Unlike taxis, limos and towncars, Portland's pedicabs are completely unregulated by the city. But today the board of Portland's Private For-Hire Transportation Board voted to approve regulations that will bring pedicab training and licensing under city control for the first time. The board was not originally planning to regulate pedicabs when it embarked on the year-long process of overhauling its Private For-Hire Transportation Regulations but, as planner Frank Dufay put it, "It just kept coming up."
Portland has seen an explosion of pedicabs recently. A few years ago, says Rose Pedal pedicabs owner Casey Martell, there were only three or four bike powered cabs in the city, most going out just in the summer. Last March, Cascadia Cabs moved into town with over a dozen cabs running year round. With more cabs come more safety concerns. A Cascadia Cabs crash in Seattle this summer killed a 60-year-old passenger.
"I want the citizens of Portland to know that we're a legitimate form of transportation, we're not just punk kids welding tricycles together," says Ryan Hashagen, who owns the multi-city Cascadia Cabs. "But they basically just took the taxi regulations and applied them to pedicabs. They fit us into the code and they didn't put a lot of thought into it." Today at the meeting on the regulations, Hashagen spoke out forcefully against the city's rules. "These regulations will effectively eliminate pedicabs from the city," Hashagen said, asking the board to drop pedicabs from the code and assemble a pedicab specific task force. He complained that the process had not been transparent.
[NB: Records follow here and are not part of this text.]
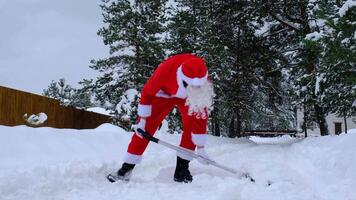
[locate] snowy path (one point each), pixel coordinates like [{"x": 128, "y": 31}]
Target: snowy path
[{"x": 56, "y": 164}]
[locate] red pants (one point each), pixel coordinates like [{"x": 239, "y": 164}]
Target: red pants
[{"x": 194, "y": 129}]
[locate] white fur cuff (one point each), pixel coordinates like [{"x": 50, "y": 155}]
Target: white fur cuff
[
  {"x": 144, "y": 110},
  {"x": 199, "y": 139},
  {"x": 132, "y": 158}
]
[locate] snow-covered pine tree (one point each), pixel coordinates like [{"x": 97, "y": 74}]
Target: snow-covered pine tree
[
  {"x": 60, "y": 91},
  {"x": 336, "y": 42},
  {"x": 291, "y": 22},
  {"x": 83, "y": 97},
  {"x": 134, "y": 33}
]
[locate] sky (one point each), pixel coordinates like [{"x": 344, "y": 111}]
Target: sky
[{"x": 42, "y": 40}]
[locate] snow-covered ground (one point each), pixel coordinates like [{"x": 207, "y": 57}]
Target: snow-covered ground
[{"x": 47, "y": 163}]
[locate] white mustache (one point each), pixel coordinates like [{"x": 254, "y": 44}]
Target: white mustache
[{"x": 200, "y": 100}]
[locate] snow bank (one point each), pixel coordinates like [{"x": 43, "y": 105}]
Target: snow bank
[
  {"x": 47, "y": 163},
  {"x": 99, "y": 110}
]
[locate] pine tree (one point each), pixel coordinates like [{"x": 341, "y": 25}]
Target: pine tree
[
  {"x": 337, "y": 44},
  {"x": 134, "y": 34},
  {"x": 60, "y": 91}
]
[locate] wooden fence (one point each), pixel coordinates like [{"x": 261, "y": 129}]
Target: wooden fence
[{"x": 14, "y": 104}]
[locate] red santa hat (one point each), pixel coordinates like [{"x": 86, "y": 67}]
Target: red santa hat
[{"x": 194, "y": 71}]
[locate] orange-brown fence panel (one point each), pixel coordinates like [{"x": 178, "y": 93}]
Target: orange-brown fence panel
[{"x": 14, "y": 104}]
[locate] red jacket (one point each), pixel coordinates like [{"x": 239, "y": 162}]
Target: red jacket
[{"x": 165, "y": 82}]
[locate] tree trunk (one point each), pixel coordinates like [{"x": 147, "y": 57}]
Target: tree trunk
[
  {"x": 232, "y": 132},
  {"x": 238, "y": 123},
  {"x": 320, "y": 118},
  {"x": 345, "y": 121}
]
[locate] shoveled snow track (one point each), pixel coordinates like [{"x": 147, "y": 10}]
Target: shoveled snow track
[{"x": 56, "y": 164}]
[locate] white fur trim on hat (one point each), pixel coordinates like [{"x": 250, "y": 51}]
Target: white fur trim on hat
[
  {"x": 199, "y": 139},
  {"x": 132, "y": 158},
  {"x": 144, "y": 110},
  {"x": 192, "y": 81}
]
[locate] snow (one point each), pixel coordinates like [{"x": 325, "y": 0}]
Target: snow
[
  {"x": 314, "y": 36},
  {"x": 99, "y": 110},
  {"x": 347, "y": 5},
  {"x": 36, "y": 120},
  {"x": 48, "y": 163}
]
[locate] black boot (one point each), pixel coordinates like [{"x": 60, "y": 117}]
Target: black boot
[
  {"x": 182, "y": 173},
  {"x": 124, "y": 173}
]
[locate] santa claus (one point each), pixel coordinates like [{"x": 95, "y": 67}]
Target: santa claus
[{"x": 180, "y": 81}]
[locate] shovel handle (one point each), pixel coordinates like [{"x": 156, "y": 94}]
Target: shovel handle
[{"x": 147, "y": 136}]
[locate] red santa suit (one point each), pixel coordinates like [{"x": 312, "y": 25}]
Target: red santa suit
[{"x": 162, "y": 92}]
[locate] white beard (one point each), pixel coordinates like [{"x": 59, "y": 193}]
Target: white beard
[{"x": 200, "y": 100}]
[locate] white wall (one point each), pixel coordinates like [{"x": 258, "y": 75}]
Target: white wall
[{"x": 331, "y": 119}]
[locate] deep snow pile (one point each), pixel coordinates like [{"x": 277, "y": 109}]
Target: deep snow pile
[{"x": 47, "y": 163}]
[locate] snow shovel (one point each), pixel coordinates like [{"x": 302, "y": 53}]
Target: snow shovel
[{"x": 192, "y": 154}]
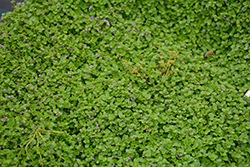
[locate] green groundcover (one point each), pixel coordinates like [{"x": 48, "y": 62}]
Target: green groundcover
[{"x": 125, "y": 83}]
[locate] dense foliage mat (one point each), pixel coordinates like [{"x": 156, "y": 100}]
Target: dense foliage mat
[{"x": 125, "y": 83}]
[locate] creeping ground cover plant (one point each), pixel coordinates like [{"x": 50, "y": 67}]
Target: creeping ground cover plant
[{"x": 125, "y": 83}]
"For the record, will you note that the last speaker was invited to attend [a meeting with us] about eight weeks ago," replied board member Sue Kloberantz sharply. "I wasn't aware of that!" shouted Hashagen from the crowd, "I never received any emails!"
But Dufay says each application will be evaluated individually. "We're not really concerned if someone got busted for pot seven years ago in college, but if someone's been convicted for assaulting a person, that's a bigger issue," says Dufay.
Much more on the regulations + other pedicab owners' opinions below the cut!
Part of the issue is that the draft regulations have been frequently rewritten during the process. The version of the regulations available Monday on the city's website required pedicab drivers to have a valid drivers license and individual insurance. Hashagen says these two rules would knock him out of business (60 percent of his riders don't have driver's licenses) and estimates insurance would cost each rider $2200 a year. Upon arriving at the meeting today, pedicabbers learned the board had decided to nix the drivers license rule, now requiring riders to need only a valid state ID. The insurance question is still up for debate, pending more research. Hashagen frantically paged through the regulations to see what else had changed before the comment period opened. One member of the board and several town car/taxi owners raised the same concern about routinely receiving final drafts of regulations at the last minute.
At today's packed final meeting on the regulations, the different driver demographics were clear: mostly older male limo drivers took up two rows of seats (bluetooth cell phones, leather jackets proliferating) and one row of seats was lined with scruffy-haired pedicab pedalers in bright colors, lacy tights and bike helmets.
"I'm definitely down with keeping it safe, that's awesome," said Luna Littleleaf, who bought a pedicab on eBay with plans to start an independent pedicab company this summer and is in favor of most of the regulations. Rose Pedal Pedicabs owner Casey Martell has no problem with any of the regulations and also felt good about the city process that created them. "It was bound to happen one day and it's cool that they're letting us get in there and have a say about it," says Martell.
The regulations will go before city council on May 6th. The rules won't likely go into effect until September at the earliest.